The already iconic picture by Berlin's official photographer at the gathering in Canada, Jesco Denzel, set social media alight when it appeared on Saturday, hours before Trump ripped up the hard-fought summit conclusions in an angry tweetstorm.
The image, which drew comparisons to a Baroque painting, shows Merkel standing at the centre of the frame leaning across a table before a seated Trump, his arms crossed in defiance.
Looking focused or exasperated depending on the viewer's interpretation, Merkel is flanked by British Prime Minister Theresa May and French President Emmanuel Macron, their faces largely obscured. Shinzo Abe of Japan looks on with a world-weary expression.
Many saw a distillation of a crisis of the West in the photograph, and a revival of the debate launched by US and British media after Trump's 2016 election whether Merkel was the new “leader of the free world”.
National broadsheet Süddeutsche Zeitung noted the moniker had made Merkel “uncomfortable” at the time.
“She thought it was exaggerated, hasty, inappropriate. A year and a half later, this restraint is no longer up-to-date or appropriate… If Merkel doesn't rise to the occasion, it can quickly mean the end of the post-war order in Europe.”
Other observers underlined a victory for Berlin's spin doctors.
“A hands-down public relations triumph for Germany,” news weekly Der Spiegel said of the picture that seemed to capture the world's imagination.
'1:0 for the US president'
A winner, however, is in the eye of the beholder.
Elisabeth Wehling, a US-based political linguistics researcher, tweeted that the body language clearly pointed to Trump dominating the scene.
“1:0 for the US president! Sitting while the other stands is a classic strategy of gestural framing, to establish one's own authority and propagate it via pictures — it works on global media because it transcends language barriers,” she wrote.
US National Security Advisor John Bolton, who stands next to Trump in the picture, tweeted it during the summit to tout the America First message.
“Just another #G7 where other countries expect America will always be their bank,” he wrote.
“The President made it clear today. No more. (photo by @RegSprecher),” crediting Merkel's spokesman Steffen Seibert's account for the image for good measure.
Seibert said laconically Monday that he had posted the photo on Twitter and Instagram simply to “give an overview of the chancellor's work and the intense working atmosphere at a G7” summit.
Regardless of the interpretation, the image succeeded in launching an internet-wide caption contest.

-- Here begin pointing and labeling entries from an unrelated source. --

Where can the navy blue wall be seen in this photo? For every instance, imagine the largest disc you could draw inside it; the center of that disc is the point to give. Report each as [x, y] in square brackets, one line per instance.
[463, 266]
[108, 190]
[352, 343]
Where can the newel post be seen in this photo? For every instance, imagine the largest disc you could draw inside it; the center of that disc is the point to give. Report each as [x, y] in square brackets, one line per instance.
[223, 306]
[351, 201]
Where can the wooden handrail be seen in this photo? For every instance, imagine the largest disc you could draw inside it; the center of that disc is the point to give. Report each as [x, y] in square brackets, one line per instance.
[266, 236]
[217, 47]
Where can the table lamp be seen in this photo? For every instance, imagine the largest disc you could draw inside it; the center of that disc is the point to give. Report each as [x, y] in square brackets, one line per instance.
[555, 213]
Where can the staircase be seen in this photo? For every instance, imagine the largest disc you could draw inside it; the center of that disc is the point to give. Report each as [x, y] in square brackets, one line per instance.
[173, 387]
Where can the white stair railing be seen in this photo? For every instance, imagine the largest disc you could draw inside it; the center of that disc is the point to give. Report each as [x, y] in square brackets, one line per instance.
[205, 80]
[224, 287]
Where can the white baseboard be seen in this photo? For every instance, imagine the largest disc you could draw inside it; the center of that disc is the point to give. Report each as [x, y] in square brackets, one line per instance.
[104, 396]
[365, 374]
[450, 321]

Belgian Guy Verhofstadt, who heads the European Parliament's liberal group, chose the tagline: “Just tell us what Vladimir has on you. Maybe we can help,” in a tart reference to alleged collusion between Russian President Vladimir Putin's government and the Trump team to influence the US presidential election.
“This looks like an episode of Celebrity Apprentice where Trump is about to fire Angela Merkel because her strudel marketing plan fell through,” Washington-based comedian Tim Young tweeted.
Doctored images showed the US president as a petulant child — including memes with Trump overturning a bowl of noodles on his head or clutching a teddy bear as Merkel sternly looks on.
'Won't be bamboozled'
But the humour couldn't mask a deep sense of unease that the end of transatlantic partnership was nigh.
Far from taking a victory lap, Merkel told German public television late Sunday that she found the summit's implosion “sobering and a little depressing” and called it a “momentous step” taken by Trump.
Foreign Minister Heiko Maas, whose office for the first time in the history of the republic has reportedly ordered an overhaul of Germany's US policy, went further.
“You can destroy an incredible amount of trust very quickly in a tweet,” he said.
“Europe United is the answer to America First.”
Germany, Europe's top economy, finds itself in the sights of the US president due to its large trade surplus and defence spending criticised as too low by NATO.
Merkel acknowledged that the moment had arrived for Germany and Europe to rethink their role in the world.
The European Union must develop “a joint strategic culture”, she said, “otherwise Europe will be ground up in a world with very strong poles” of power elsewhere.
With an eye to the trade dispute, she added, “we won't be bamboozled — we will take action.”